Britanya seçim sistemini anlamak, muhafazakâr partinin 2017 yılında gerçekleşen seçimlere göre toplam oy oranını arttıramadığı halde milletvekili sayısını nasıl bu derece arttırdığını anlamak bakımından önemli.

Britanya seçim sistemi First Past Post olarak adlandırılır ve "bir bölgede en çok oyu alan kişinin kazandığı" bir oylama metodudur. Yani bir partinin ülke bazında almış olduğu toplam oy oranının hiç bir kıymeti yoktur. Önemli olan seçim bölgelerinde gösterdikleri adayların o bölgede kullanılan toplam oyların çoğunluğunu almasıdır. O bölgede en çok oyu alan kişi partisinin genel seçimlerde elde ettiği başarıdan bağımsız bir şekilde milletvekili seçilir.

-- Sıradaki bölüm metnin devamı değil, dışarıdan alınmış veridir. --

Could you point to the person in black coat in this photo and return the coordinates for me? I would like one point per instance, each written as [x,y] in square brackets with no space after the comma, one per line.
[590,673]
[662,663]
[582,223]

Bugüne kadar ülke genelindeki oy oranı ne kadar düşük olursa olsun, İşçi Partisi Kuzey İngiltere'nin işçi kentleri olan ve bir kısmı kuzey Galler'den Merseyside ve Lancashire'den Yorkshire'a kadar uzanan bölgeleri her daim korumayı ve oralardan milletvekili çıkartmayı başarmıştı. Ancak bu seçimlerde neredeyse tarihi boyunca buradan milletvekili çıkartamayan Muhafazakar Parti, bu bölgenin 66 milletvekilinden 33'ünü aldı.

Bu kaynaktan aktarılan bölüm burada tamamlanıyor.